私には私なりの思いがありました。でも、ミーティングの場で言い返すことはできませんでした。揉めることは本意ではなかったし、遠距離介護をしている身では頻繁に見舞いに行くこともできない。入院中の母を人質に取られているような気分で、私は小さく「本人の意向といろいろな事情がありまして、ご心配をおかけしてすみません」とだけ言いました。
その場で泣きたかった。泣けるものなら泣きたかった。
夜勤明けで踏ん張って出席している自分に対して、
「ネグレクトするのか」とでも言わんばかりの言葉を浴びせられるなんて。
生活費の援助もしている、遠距離介護だってしている、そんな自分に向けられる言葉がそれなのか。
母は確かに良い医療を受けたと思います。
毒親だった母ですが、外面の良さのおかげで病院や訪問看護チームからは好意的に見てもらえていました。
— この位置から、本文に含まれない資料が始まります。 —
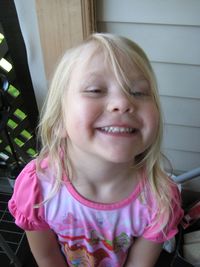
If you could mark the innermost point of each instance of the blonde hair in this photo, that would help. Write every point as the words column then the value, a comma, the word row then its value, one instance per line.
column 51, row 127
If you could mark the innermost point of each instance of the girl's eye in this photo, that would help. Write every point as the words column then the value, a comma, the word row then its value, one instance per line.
column 139, row 94
column 94, row 91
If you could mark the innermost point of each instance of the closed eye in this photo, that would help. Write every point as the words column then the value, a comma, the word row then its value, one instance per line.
column 94, row 92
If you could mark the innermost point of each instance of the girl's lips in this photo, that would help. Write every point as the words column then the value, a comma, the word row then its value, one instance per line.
column 117, row 129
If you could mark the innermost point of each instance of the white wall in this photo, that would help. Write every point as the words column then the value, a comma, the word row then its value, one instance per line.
column 29, row 26
column 169, row 32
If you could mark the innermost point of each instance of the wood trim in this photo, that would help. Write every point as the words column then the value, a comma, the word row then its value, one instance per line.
column 88, row 8
column 63, row 24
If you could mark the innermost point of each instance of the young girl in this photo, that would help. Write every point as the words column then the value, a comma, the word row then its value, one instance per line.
column 97, row 194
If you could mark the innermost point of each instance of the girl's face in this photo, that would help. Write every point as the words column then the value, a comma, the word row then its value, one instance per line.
column 102, row 123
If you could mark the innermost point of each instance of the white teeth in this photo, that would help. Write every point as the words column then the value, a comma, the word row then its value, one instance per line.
column 113, row 129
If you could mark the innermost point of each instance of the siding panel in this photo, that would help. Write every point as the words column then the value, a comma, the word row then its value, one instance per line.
column 181, row 111
column 178, row 80
column 182, row 12
column 161, row 43
column 188, row 141
column 169, row 32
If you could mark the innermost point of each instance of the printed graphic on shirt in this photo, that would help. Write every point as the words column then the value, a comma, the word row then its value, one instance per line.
column 90, row 248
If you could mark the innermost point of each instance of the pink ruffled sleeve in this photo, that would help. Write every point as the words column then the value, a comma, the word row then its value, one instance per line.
column 151, row 232
column 26, row 194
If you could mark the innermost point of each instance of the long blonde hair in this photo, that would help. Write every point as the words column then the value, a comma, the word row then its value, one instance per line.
column 51, row 127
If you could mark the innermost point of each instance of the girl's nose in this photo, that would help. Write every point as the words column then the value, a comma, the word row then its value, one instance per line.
column 120, row 103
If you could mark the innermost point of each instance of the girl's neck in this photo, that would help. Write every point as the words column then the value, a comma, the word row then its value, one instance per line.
column 101, row 181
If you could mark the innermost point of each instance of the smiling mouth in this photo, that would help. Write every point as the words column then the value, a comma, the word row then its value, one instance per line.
column 116, row 129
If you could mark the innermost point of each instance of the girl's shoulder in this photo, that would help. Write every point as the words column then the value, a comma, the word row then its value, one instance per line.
column 26, row 195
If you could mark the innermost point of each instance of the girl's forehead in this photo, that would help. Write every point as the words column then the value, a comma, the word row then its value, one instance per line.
column 94, row 60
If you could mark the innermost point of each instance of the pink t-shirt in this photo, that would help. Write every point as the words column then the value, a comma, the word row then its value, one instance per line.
column 90, row 233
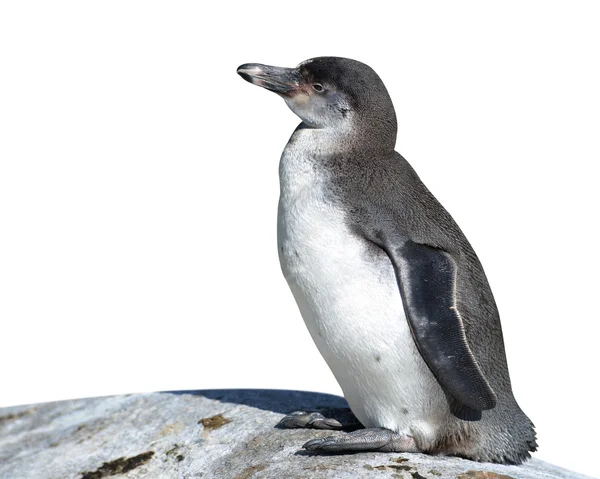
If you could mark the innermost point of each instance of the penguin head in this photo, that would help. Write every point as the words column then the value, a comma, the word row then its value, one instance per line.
column 330, row 93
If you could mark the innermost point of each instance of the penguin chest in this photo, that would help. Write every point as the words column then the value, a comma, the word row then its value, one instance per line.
column 348, row 296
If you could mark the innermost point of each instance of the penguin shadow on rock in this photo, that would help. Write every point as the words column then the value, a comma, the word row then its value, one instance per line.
column 389, row 287
column 333, row 409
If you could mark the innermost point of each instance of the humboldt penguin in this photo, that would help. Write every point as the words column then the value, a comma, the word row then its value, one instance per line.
column 390, row 289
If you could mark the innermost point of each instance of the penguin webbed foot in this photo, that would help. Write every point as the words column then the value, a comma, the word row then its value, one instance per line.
column 303, row 419
column 363, row 440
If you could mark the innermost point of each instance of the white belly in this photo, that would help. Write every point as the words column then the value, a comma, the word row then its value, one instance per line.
column 348, row 296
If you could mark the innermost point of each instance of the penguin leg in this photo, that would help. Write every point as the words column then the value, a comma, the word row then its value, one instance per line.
column 371, row 439
column 302, row 419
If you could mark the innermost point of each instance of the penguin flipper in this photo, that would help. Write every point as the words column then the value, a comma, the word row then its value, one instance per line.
column 426, row 276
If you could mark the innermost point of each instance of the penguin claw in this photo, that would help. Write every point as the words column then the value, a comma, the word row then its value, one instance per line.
column 302, row 419
column 371, row 439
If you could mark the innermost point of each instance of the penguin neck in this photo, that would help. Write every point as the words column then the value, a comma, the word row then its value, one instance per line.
column 357, row 136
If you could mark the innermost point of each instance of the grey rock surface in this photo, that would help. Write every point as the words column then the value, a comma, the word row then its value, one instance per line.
column 226, row 434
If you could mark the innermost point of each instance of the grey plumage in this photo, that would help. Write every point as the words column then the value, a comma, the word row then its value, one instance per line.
column 394, row 219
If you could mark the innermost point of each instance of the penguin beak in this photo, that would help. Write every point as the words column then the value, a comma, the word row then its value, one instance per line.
column 277, row 79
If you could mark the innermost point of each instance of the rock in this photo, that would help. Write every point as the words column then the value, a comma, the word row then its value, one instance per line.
column 226, row 434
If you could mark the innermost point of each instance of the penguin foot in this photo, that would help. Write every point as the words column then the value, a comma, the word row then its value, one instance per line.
column 304, row 419
column 372, row 439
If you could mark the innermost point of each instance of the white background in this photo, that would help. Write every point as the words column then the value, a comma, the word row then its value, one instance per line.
column 138, row 190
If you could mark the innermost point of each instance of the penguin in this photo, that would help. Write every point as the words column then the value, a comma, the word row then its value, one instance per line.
column 389, row 287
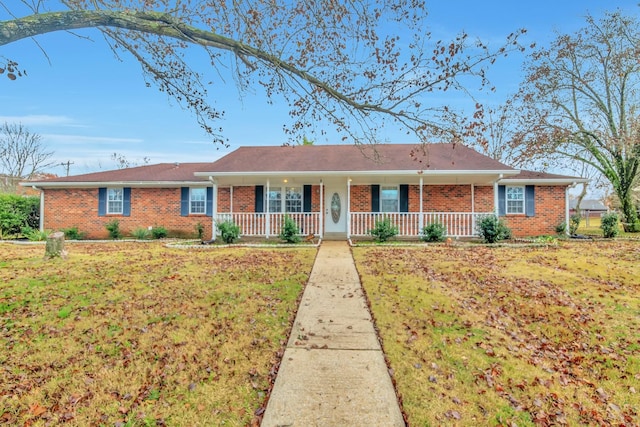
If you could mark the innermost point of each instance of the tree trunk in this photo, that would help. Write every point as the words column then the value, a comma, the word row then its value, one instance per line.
column 55, row 246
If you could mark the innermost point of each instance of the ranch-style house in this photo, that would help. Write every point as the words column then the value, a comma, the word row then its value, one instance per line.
column 331, row 191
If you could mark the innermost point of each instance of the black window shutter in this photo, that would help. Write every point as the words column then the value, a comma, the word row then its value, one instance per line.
column 375, row 198
column 259, row 198
column 530, row 200
column 502, row 200
column 184, row 201
column 306, row 198
column 102, row 201
column 404, row 198
column 209, row 208
column 126, row 201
でも、その一方で、母のために働き、生活を支え、介護を続けてきた私の存在は、彼らにとって「鬼のような娘」「愚かな娘」としか映らなかったのでしょうか。
医療や介護における「支援」とは、いったい誰のためのものなのでしょう?
その時の自分は、支援チームの教科書的実践と満足のため....とでも言いたくなるくらいだった。
どうしても納得がいかず、母が退院した後、病院に手紙を書きました。
感謝の言葉から始め、医療とケアの質が高かったことへのお礼を丁寧に伝えました。
そのうえで、「一つだけ残念だったこと」として、退院に関する選択肢について責められたことの悲しさを書き添えました。
その手紙がどのように扱われたのかはわかりません。でも、1年後に母が再びその病院に入院した際、私は変化を感じました。スタッフたちの言葉遣いが変わっていました。責めるようなニュアンスの言葉はなくなり、母を一人暮らしさせる私の事情を決めつけるような態度もありませんでした。
それでも、まだ残念に感じる点もありました。例えば、MSW(医療ソーシャルワーカー)が退院日についての話し合いで、患者の保護者の意向を汲むように見せかけつつ、最終的には病院に都合の良い形に誘導していく。
もちろん、すべてのMSWがそうではないと信じていますが、私が関わった2件の病院では、そうした傾向を強く感じました。
側から見ているだけでは、現実の複雑さや葛藤は見えてきません。
だからこそ、私自身、介護福祉系を生業してきた者として、これからも支援者に言葉をかける時には、丁寧で慎重でありたいと強く思っています。